Heart failure is a clinical syndrome used to describe the inability of the heart to pump enough blood to meet the body’s demands. It affects millions of people around the world and is a leading cause of morbidity and mortality worldwide. There are a wide variety of conditions that can ultimately contribute to heart dysfunction, including coronary artery disease, hypertension, valvular heart disease, and many others—like alcohol and substance use, obesity, and diabetes mellitus.
Heart failure can be due to either a failure of the heart to contract effectively, called systolic dysfunction, or failure to relax and fill properly, called diastolic dysfunction. Systolic dysfunction is commonly associated with a reduced left ventricular ejection fraction (EF), meaning the left ventricle is squeezing out less blood than it should with each heartbeat. This is why systolic heart failure is also known as heart failure with reduced ejection fraction (HF-rEF).
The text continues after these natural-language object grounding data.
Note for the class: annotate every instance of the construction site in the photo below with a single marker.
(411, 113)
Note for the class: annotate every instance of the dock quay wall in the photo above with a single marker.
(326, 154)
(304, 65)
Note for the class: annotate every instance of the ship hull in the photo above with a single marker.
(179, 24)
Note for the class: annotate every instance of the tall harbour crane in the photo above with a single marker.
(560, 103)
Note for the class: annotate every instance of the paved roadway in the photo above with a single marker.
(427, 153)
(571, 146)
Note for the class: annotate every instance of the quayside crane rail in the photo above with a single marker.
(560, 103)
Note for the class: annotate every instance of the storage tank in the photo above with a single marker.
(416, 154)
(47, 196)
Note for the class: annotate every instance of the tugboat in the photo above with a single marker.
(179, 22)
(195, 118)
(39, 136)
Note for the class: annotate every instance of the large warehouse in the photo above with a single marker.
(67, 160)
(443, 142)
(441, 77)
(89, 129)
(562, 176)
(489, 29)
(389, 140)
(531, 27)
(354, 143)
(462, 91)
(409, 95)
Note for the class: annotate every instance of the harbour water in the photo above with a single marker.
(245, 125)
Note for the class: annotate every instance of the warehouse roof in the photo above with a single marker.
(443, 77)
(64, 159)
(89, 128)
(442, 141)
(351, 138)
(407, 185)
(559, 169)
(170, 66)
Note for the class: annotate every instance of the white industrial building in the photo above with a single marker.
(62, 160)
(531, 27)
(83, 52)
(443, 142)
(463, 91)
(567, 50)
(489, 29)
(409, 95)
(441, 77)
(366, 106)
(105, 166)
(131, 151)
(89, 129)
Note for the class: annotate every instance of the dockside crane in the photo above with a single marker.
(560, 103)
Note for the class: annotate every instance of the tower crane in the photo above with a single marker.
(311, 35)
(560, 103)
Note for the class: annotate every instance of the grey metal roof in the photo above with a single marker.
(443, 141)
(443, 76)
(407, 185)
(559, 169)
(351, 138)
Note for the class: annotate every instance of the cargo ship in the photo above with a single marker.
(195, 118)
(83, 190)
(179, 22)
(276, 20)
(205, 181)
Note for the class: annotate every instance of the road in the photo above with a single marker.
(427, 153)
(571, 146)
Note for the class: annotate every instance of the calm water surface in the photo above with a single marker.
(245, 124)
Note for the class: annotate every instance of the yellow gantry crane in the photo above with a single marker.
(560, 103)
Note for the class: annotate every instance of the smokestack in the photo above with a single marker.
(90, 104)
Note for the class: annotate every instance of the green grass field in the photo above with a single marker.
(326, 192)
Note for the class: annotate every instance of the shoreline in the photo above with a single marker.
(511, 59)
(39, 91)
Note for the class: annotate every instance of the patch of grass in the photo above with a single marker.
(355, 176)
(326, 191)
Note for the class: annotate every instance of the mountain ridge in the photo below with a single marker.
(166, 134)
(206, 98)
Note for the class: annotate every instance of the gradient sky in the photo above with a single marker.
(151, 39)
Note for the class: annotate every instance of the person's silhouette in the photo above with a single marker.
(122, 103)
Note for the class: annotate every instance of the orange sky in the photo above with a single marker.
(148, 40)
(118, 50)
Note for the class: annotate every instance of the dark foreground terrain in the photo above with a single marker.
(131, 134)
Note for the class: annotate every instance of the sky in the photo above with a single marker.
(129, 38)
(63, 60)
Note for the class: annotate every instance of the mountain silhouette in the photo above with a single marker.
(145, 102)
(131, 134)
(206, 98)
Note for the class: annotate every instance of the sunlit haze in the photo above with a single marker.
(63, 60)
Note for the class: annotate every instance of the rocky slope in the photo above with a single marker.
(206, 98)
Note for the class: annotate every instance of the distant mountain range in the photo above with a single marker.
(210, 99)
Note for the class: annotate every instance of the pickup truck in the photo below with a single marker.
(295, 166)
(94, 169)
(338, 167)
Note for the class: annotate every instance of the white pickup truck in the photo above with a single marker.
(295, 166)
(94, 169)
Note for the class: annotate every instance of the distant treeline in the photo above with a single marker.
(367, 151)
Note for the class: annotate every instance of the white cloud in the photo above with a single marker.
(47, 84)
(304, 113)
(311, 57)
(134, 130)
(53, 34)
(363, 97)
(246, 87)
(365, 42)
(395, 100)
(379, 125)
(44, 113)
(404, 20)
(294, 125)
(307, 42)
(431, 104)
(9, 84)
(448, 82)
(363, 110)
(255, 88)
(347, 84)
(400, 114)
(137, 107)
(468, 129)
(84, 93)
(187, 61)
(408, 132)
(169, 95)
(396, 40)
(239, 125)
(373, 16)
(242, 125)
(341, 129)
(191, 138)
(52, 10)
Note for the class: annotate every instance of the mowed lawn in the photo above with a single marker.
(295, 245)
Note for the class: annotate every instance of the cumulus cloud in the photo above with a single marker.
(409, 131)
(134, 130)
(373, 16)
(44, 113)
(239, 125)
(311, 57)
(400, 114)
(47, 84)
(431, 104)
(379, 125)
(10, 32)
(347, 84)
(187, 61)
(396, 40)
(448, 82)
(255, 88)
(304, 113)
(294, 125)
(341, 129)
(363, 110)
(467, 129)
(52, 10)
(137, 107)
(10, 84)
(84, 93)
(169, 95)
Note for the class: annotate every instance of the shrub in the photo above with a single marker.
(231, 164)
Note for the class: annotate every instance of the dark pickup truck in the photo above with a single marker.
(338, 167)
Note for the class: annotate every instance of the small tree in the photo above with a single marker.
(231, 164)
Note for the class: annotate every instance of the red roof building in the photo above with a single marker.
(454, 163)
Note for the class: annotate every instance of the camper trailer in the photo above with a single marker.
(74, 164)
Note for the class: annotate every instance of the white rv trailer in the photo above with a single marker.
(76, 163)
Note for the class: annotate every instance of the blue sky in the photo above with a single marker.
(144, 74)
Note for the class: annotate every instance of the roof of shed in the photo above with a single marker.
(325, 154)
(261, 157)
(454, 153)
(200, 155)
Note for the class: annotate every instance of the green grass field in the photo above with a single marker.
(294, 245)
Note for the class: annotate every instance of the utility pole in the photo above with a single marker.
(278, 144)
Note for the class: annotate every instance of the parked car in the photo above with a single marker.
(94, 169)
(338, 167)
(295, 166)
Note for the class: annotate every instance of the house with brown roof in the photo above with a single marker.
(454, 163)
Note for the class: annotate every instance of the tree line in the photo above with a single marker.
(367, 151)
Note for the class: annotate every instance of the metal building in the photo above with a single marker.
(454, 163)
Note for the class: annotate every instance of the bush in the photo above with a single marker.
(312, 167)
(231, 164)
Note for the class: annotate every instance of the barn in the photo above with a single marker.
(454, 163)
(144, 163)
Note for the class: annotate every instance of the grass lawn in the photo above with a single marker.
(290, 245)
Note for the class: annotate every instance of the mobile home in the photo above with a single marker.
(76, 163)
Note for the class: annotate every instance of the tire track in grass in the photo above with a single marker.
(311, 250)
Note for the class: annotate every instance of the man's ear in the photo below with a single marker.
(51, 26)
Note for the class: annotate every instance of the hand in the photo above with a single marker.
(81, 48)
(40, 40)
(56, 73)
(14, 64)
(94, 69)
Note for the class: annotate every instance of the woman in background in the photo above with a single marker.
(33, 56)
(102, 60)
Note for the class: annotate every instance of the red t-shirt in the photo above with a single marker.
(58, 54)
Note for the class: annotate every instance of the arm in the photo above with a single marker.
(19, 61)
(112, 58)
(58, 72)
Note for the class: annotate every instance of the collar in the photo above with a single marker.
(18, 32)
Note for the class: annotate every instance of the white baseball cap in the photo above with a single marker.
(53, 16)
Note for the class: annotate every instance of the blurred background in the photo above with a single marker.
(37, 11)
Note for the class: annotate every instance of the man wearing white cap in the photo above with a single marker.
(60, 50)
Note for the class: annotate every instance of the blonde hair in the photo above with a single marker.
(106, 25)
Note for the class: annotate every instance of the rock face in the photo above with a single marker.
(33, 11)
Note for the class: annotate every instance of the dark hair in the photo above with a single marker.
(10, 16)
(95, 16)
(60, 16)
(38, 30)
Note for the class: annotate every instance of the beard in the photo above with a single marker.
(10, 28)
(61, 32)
With diastolic dysfunction, the heart muscle is squeezing hard enough but not filling properly, so despite a normal or preserved EF (>50%), the cardiac output is still inadequate. In both cases, blood can back up into the lungs and other body tissues, causing congestion or fluid build-up, which is why it is also known as congestive heart failure.
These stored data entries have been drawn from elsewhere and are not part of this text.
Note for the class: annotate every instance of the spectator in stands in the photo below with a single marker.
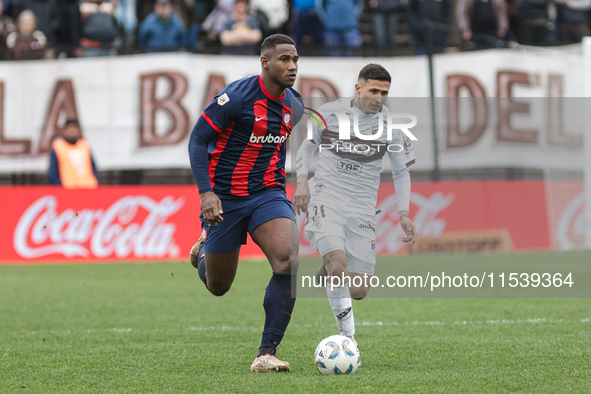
(305, 20)
(572, 20)
(218, 18)
(27, 42)
(483, 22)
(341, 23)
(384, 14)
(126, 15)
(70, 161)
(99, 28)
(271, 15)
(534, 24)
(241, 35)
(7, 26)
(162, 30)
(67, 33)
(436, 11)
(45, 12)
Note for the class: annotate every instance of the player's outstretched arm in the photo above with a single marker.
(303, 158)
(402, 189)
(211, 206)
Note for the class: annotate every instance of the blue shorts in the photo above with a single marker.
(242, 215)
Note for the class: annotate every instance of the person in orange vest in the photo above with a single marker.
(70, 160)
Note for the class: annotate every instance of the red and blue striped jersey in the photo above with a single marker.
(246, 129)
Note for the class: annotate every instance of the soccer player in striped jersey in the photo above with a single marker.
(340, 200)
(237, 151)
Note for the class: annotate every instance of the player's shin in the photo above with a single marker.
(279, 302)
(342, 306)
(201, 268)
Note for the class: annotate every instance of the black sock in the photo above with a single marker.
(278, 306)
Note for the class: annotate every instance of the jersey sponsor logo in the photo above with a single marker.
(319, 186)
(406, 143)
(223, 99)
(268, 138)
(367, 226)
(349, 167)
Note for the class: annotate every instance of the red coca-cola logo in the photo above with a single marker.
(132, 227)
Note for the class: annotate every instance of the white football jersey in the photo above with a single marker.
(348, 170)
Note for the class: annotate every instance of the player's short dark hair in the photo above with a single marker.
(276, 39)
(375, 71)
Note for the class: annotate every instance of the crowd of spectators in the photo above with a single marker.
(32, 29)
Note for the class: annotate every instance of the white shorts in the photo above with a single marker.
(356, 231)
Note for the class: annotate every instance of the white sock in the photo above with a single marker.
(342, 306)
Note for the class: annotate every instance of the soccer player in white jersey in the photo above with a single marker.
(340, 200)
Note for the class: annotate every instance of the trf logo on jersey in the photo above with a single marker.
(268, 138)
(349, 167)
(319, 187)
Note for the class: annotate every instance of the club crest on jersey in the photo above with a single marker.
(223, 99)
(268, 138)
(406, 143)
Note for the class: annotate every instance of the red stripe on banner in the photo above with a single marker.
(251, 151)
(210, 122)
(220, 145)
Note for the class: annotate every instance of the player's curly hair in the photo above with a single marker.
(276, 39)
(374, 71)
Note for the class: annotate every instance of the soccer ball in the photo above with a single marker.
(337, 355)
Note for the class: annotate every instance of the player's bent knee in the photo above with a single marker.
(286, 264)
(358, 293)
(218, 290)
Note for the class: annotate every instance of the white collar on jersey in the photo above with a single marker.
(360, 112)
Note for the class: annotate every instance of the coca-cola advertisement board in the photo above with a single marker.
(111, 223)
(161, 223)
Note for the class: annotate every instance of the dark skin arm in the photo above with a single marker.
(211, 206)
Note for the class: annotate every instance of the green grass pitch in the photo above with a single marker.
(154, 328)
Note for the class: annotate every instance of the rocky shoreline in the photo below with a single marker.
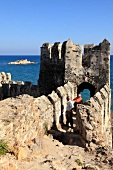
(23, 61)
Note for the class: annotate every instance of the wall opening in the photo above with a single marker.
(87, 90)
(85, 95)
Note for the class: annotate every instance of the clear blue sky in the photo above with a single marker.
(26, 24)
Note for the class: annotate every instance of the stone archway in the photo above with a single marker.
(86, 85)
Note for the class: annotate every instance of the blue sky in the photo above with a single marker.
(26, 24)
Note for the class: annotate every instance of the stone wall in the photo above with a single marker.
(94, 118)
(64, 62)
(10, 88)
(23, 119)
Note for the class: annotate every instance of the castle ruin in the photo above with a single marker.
(64, 70)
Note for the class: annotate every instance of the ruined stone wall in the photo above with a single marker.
(94, 118)
(61, 63)
(51, 69)
(24, 118)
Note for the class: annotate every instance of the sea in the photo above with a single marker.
(30, 72)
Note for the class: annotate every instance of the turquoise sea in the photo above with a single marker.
(31, 72)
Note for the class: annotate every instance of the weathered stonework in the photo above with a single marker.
(63, 71)
(61, 63)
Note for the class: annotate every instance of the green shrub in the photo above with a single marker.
(3, 147)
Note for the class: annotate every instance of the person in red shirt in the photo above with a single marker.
(78, 100)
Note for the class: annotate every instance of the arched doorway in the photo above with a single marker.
(90, 89)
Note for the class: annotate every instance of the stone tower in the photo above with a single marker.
(61, 63)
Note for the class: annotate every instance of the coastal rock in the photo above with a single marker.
(22, 62)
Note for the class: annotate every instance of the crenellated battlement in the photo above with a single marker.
(65, 62)
(64, 70)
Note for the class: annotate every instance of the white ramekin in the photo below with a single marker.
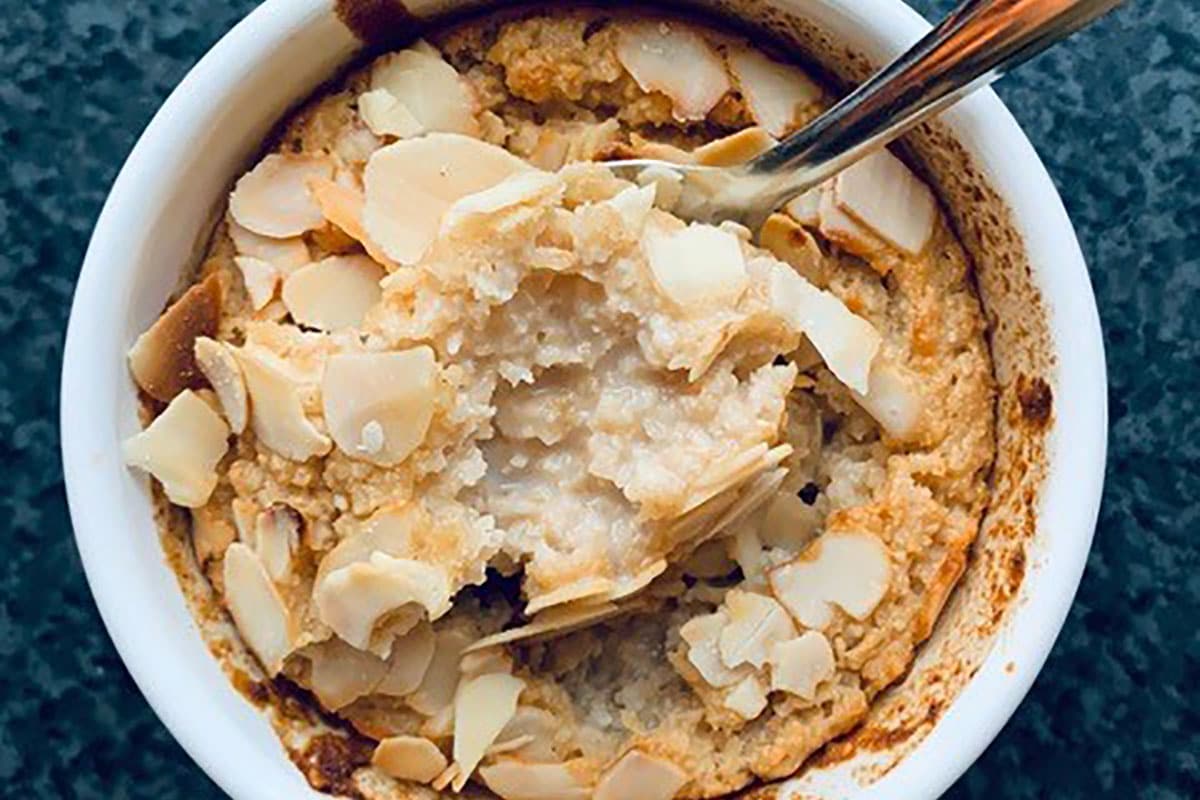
(155, 223)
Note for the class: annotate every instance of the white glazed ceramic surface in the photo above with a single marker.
(155, 222)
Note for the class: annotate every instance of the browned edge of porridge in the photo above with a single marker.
(328, 751)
Common symptoms of heart failure include fatigue, exercise intolerance, shortness of breath upon exertion, peripheral edema, and weight gain due to fluid retention. In most cases, heart failure follows a chronic clinical course where individuals remain stable for certain periods and then worsen rapidly due to an acute exacerbation of the symptoms. Even after stabilization, each exacerbation leads to a slight functional decline, leaving individuals with poorer exercise tolerance and worsening symptoms over time.